And then we have another series, so those were the natural world, as it basically is without humans. And we've got this collection of photographs and I know there are some people who will be listening to this who don't have the videos so Garth maybe you'll describe these images as well.

Garth Lenz:

Yeah, again going from the top left corner is a tar mine in the Alberta Tar Sands, and if you're looking at that you would actually see a tiny little speck which is a truck which is about the same size as a two-story 3000 square foot home, vast area of devastation. Beside that, similar sort of image, tar mine at night. Again in the far, far distance you can see the largest sulfur heaps on the planet, that's a byproduct of the refining process. Beside that you have a upgrader or refinery in the Tar Sands showing some of the huge amount of effluent. I mean obviously what you're seeing here is steam, but in that steam are some of the most carcinogenic compounds found on the planet. Those are going into the air and also into the water, which is the next two images as you sort of go along the counterclockwise circle.
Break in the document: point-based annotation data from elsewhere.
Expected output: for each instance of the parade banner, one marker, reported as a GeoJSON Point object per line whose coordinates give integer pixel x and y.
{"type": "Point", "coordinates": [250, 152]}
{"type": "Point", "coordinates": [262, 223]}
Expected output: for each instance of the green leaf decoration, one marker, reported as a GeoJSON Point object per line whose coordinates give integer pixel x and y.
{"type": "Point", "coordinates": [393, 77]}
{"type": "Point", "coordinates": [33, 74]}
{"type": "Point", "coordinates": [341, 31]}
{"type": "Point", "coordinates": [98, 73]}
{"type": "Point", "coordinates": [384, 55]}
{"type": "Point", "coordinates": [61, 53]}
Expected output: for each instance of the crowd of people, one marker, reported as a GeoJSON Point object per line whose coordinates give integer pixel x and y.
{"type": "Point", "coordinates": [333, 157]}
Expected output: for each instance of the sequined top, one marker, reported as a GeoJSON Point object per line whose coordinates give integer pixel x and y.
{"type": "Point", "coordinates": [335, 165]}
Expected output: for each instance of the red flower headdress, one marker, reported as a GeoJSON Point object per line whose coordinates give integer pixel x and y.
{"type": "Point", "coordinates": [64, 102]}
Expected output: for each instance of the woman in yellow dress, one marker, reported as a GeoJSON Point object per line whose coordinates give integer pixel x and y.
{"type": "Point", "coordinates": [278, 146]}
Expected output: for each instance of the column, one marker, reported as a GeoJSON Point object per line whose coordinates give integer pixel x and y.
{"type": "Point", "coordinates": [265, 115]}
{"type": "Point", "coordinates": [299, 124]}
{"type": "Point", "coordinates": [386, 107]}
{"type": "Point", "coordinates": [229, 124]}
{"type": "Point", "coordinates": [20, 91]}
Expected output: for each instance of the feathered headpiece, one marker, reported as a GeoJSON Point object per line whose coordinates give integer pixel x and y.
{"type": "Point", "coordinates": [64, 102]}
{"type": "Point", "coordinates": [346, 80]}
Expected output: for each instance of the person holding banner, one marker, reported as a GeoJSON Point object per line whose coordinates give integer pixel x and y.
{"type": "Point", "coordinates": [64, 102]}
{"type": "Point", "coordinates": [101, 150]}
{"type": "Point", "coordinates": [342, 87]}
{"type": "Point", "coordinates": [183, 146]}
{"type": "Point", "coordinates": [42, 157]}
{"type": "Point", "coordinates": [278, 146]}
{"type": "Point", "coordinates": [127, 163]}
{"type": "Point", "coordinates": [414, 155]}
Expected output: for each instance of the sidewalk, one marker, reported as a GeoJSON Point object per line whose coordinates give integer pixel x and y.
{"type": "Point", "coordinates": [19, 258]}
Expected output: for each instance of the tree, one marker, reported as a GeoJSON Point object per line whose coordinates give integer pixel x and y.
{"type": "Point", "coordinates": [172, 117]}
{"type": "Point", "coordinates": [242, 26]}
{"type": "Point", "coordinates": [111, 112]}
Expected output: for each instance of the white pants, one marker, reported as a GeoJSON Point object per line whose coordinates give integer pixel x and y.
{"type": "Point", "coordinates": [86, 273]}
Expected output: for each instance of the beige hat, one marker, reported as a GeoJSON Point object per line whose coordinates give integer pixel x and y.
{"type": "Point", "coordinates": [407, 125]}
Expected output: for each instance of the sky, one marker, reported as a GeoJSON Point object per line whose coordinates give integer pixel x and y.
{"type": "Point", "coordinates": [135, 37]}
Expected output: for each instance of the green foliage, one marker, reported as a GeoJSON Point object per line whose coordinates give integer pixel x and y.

These are the largest toxic impoundments on the planet, can be seen from outer space. The largest of these are about two-thirds of the entire island of Manhattan and there's about 40 of these now existing on either side of the Athabasca River and their toxins are are draining into the Athabasca River and into the Indigenous populations downstream, and a very large amount of toxins are also now being found through recent studies are occurring in the spring runoff and melt and what's this indicating is that many of these toxins are also making their way into the atmosphere and then descending in the form of precipitation.

Dr. Robert Davies:

So I think we'll come back to... So thank you Garth. I mean one of the things that of course, Anne and I have talked about, and you just said in your comments is that, some of these images are themselves kind of beautiful, not just kind of, when you when you first look at them, they're quite striking, as almost beautiful, until you understand what it is you're you're looking at.

Garth Lenz:

Yeah, could we go back to the last slide and perhaps there's the central lower image there with the sky reflected in the tailings ponds with the the big white puffy clouds I actually sell this as a fine art print and I've named it, I've Looked At Clouds From Both Sides Now, in honor of Joni Mitchell. In any event, sometimes people will say, I've had actually other photojournalists say that I'm making these scenes look too beautiful, that I'm sort of glamorizing this devastation which is certainly the farthest thing from my intention when I photograph, particularly from the air, it's really a very, very intuitive kind of process. But I actually think that though those images, for instance that image there, where you can see the clouds and the sky reflected in the toxins, it really kind of expresses I think, the cognitive dissonance of our society in that, as much as we think it's horrible, all these impacts, the social impacts, the environmental impacts, as a result of our addiction to fossil fuels, and the ensuing climate change and global warming.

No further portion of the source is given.